Dichter, during his talk, urged the industry to expand the workforce by making itself attractive to a broader array of talent, targeting women and minorities.

However, it’s not clear if there are any short-term solutions. Marine Eugene, International Managing Director for Directional Aviation’s Flexjet, notes, “This is an industry that requires long-term planning. It’s not able to respond to a 40% increase in demand in such a short period.”

GlobeAir CEO Bernhard Fragner, who helped create the surge in demand by releasing a report early in the pandemic highlighting that private flights have less than 20 touch points compared to over 700 with the airlines, wants to upgrade his fleet with jets that seat five or six passengers replacing the current four-seat Citation Mustangs. He wants to accommodate the surge in family travel and groups of friends.

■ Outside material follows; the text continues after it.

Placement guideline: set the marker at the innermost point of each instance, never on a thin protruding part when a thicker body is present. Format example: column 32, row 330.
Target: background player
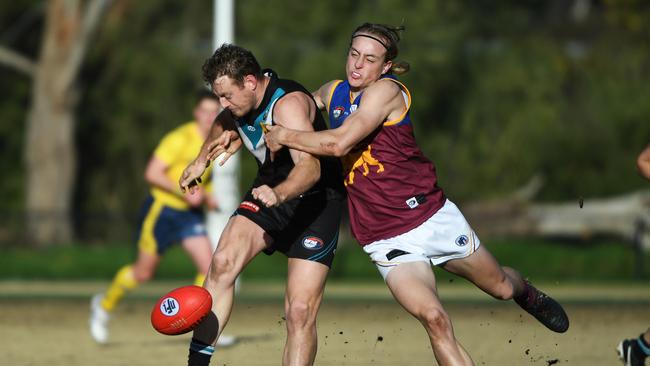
column 294, row 205
column 167, row 216
column 633, row 352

A new report from Global Jet Capital forecasts new and pre-owned private aircraft transactions through 2026 are expected to increase at an average annual rate of 1.5%, while dollar volume increases at an average annual rate of 5.1%.

Its Chief Marketing Officer Andrew Farrant writes in the report, “We see business aviation fitting into a broader narrative around flexibility – in how people utilize their time, and how they choose to travel to build and reinforce relationships. We see aircraft owners and operators increasing their usage, and there are new users entering the market through charter, fractional ownership, and whole ownership. It is the unique value proposition of business aviation, supported by a mature industry demonstrating balanced supply and demand dynamics, that will support sustainable growth for the foreseeable future.

Not everybody thinks there are smooth skies ahead. “I don’t believe in the current euphoria and see more risks ahead for our industry. Either the current trend lasts, and the market faces a major supply issue, or it reverses dramatically and faces a new wave of bankruptcies,” says Eymeric Segard, CEO of Geneva-based charter broker LunaJets. He says, “I don’t see any indication of a soft landing.”